What is fun about that:
Navigation with the umbrella – skillfully dodging spikes and rockets within an inch of danger.

What worked
– Players wanted to play our game many times consecutively – that was sort of a design goal, to sort of make it a Flappy Bird style game; mildly rage-inducing, but mildly adddictive
– Movement with the umbrella – the intended “game feel” piece, seemed to be fluid to most players and definitely required a certain amount of mastery to get better at. We watched players get better at the game over time and some players were much more advanced than others – it’s a skill game.
We implemented all but one piece of our mid-bar We shot for our mid-bar, so that’s pretty good. The only missing piece is a score screen. With just a little more time I’m certain that we could get that done – the game is almost complete!

What didn’t work
– One of the main ways we tried to incentivize the player using our game mechanics was by making the game very hard. You HAD to use the umbrella or you are dead in no time at all. This was frustrating to a lot of players and made them sort of “shut out” our game.
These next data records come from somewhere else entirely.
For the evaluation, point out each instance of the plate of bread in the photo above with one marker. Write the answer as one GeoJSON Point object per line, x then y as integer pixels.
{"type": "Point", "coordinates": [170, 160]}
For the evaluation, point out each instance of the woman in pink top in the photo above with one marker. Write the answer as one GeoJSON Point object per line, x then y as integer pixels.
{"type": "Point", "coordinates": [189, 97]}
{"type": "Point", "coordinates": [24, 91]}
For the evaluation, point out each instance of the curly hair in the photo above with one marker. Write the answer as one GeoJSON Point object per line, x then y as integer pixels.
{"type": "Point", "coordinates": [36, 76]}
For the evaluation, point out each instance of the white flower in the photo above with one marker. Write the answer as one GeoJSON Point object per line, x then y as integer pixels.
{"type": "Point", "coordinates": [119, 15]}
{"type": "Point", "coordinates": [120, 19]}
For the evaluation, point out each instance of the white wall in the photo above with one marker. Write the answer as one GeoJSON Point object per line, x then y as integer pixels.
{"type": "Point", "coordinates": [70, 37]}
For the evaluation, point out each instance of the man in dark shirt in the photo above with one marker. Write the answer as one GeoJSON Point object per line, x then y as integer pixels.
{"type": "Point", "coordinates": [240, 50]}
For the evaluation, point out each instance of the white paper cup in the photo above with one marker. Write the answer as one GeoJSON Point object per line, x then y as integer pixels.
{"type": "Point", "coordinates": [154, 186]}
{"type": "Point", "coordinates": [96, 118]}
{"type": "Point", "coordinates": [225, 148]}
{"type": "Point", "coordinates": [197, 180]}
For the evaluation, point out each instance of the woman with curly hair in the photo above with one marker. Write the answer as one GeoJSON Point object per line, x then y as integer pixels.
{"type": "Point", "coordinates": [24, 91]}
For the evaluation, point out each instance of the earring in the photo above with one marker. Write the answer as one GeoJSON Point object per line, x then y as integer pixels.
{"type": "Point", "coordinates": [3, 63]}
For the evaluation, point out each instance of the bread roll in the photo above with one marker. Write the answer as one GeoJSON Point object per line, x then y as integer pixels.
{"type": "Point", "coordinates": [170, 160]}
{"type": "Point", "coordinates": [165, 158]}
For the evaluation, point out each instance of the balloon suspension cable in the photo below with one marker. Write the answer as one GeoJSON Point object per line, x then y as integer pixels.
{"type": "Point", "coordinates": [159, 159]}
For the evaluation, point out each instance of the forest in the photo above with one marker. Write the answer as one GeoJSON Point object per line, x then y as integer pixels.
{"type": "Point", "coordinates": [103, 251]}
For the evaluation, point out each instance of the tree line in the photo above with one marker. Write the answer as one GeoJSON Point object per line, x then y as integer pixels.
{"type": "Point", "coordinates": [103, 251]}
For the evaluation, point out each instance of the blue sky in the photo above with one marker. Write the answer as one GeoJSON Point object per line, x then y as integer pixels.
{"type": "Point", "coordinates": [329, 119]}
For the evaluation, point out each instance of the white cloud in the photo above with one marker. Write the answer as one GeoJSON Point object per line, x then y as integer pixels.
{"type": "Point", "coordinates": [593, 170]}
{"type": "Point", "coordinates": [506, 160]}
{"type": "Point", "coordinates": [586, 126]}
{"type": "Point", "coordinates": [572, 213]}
I guess, ideally, the umbrella usage would just be so much fun that the game wouldn’t even need to be hard.
– We were challenged by what, in retrospect, may not have been the best design of a game. By having the building on just one side of the screen, it forces players to want to go hard left to avoid rockets, which travel in by the right. If we could do it all over again… we’d have “buildings” on both sides.
– Conveying to the player what each thing does. Our rockets can’t hit you until they explode, for example. The umbrella cooldown mechanic isn’t SUPER obvious unless the sound is on or we told you how it works. Giving instruction/feedback to the player is paramount to them being able to play our game. We did well in some respects for that, but not so well on other elements.

What We Learned
– So many things! The balance between game feel/game difficulty was one dynamic we learned a lot about.
– Balancing and designing mechanics that are fun to play with (with Game Feel in mind).
– The feels of being a game designer and watching someone play your game and just… to have it not work at all.
– The feels of being a game designer and watching someone “get” your game and be better at the game than you.
– A ton about Unity.
– Perspective of the developer is so much different than the perspetive of a “fresh” player that, for future game projects, early and often play of the game by “fresh” people is paramount.

What We Changed/Adjusted
– Our Rockets were glitchy in our build. We were supposed to have a reticle appear where the rocket would land. As such, you could just dodge the reticle. We fixed that broken reticle and some other random bugs.